Laurel … because I have decent computer speakers on this desktop. I think the third video is the best. The low-pass filter produces “Laurel”. The high-pass filter results a highly distorted “yammy” … but the quality is so bad you simply choose that because of the suggestion (basically, you’d probably not say “yammy” if you hadn’t been given the word choice beforehand). Why does the high-pass filter sound so bad? Because the original recording was sampled at too low of a rate, resulting in significant folding of the higher frequencies. It’s basically junk audio and can be interpreted in many ways.

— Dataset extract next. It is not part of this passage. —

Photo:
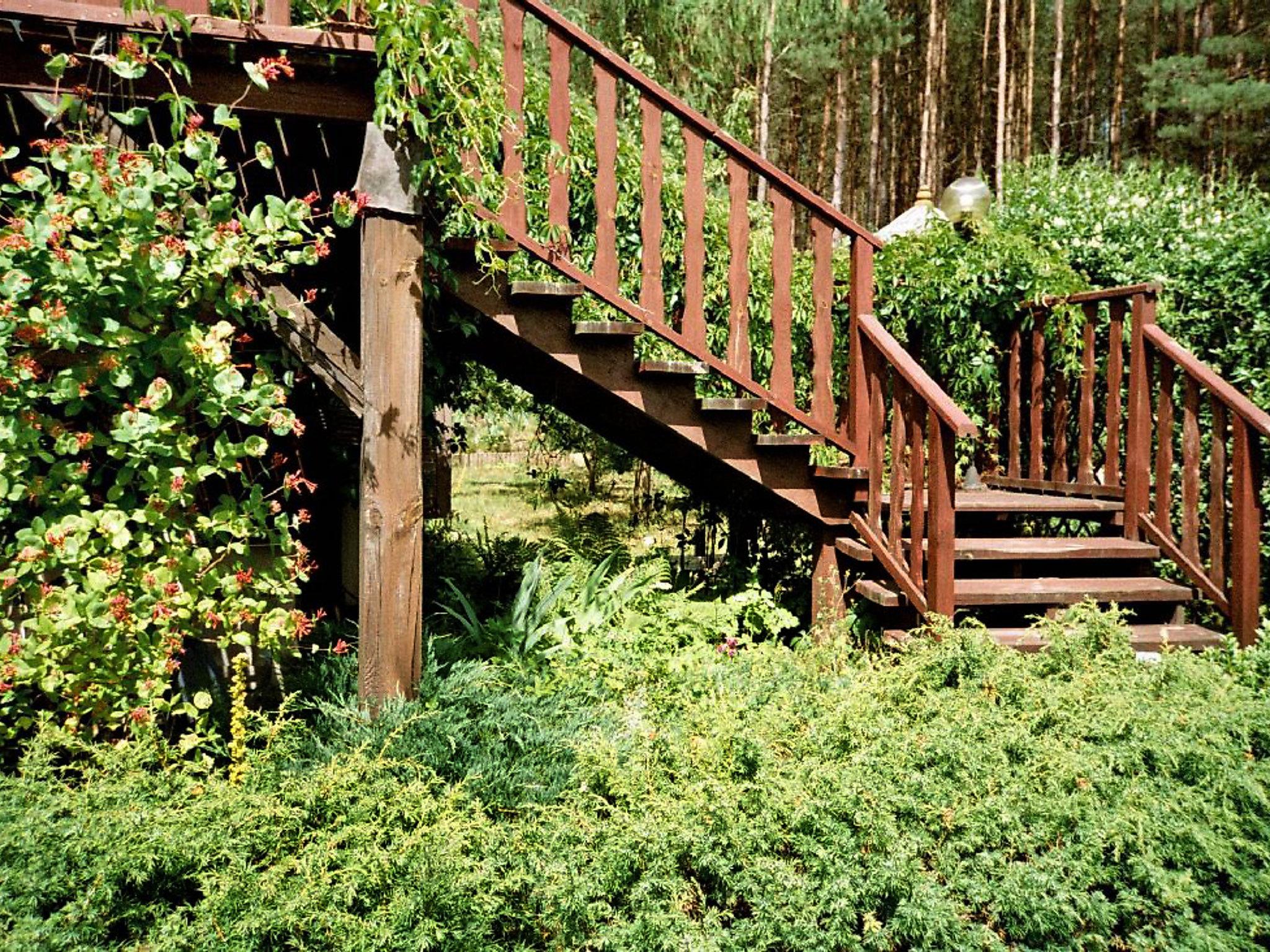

The obnoxious “Nerd It Up” video is interesting. When slowed down I hear something like “Yale-E” or “yea-we”.
One of the audio scientists could clear this up fairly easily if they would make a high quality recording of someone saying “lore” and then simulate foldover. My guess is that it would increasingly sound like “yea” as the sample rate drops.
Yanni for me but haven’t played around with the different pitches. I think I saw that those who hear in high pitch hear yanni and those who hear in low pitch hear Laurel.
@droppedit If the cause is insufficient digital sampling of the higher frequencies, wouldn’t this aliasing generate the lower frequency sounds? That is, folding of the real “yanny” frequency band, would create a fictitious “laurel” frequency band. I may be mistaken, but I think that you are saying that it’s the other way around.
Heard Yanni at normal pitch. Then pushed the level to the right and heard Laurel. What was interesting is if I started from the center and moved toward Laurel I heard Yanni until I was quite far to the right. But if I started at Laurel and moved it to Yanni, kept hearing Laurel until the middle. Not sure what that means, but interesting. And I can sing reasonably well.
I wonder… my mom and roommate who hear Yanny/yammy instead of laurel are very good at understanding people with heavy accents. My other roommate and I hear laurel are terrible at understanding accents. Both yanny people have also lived all over the world, us laurel people have basically always lived in the US.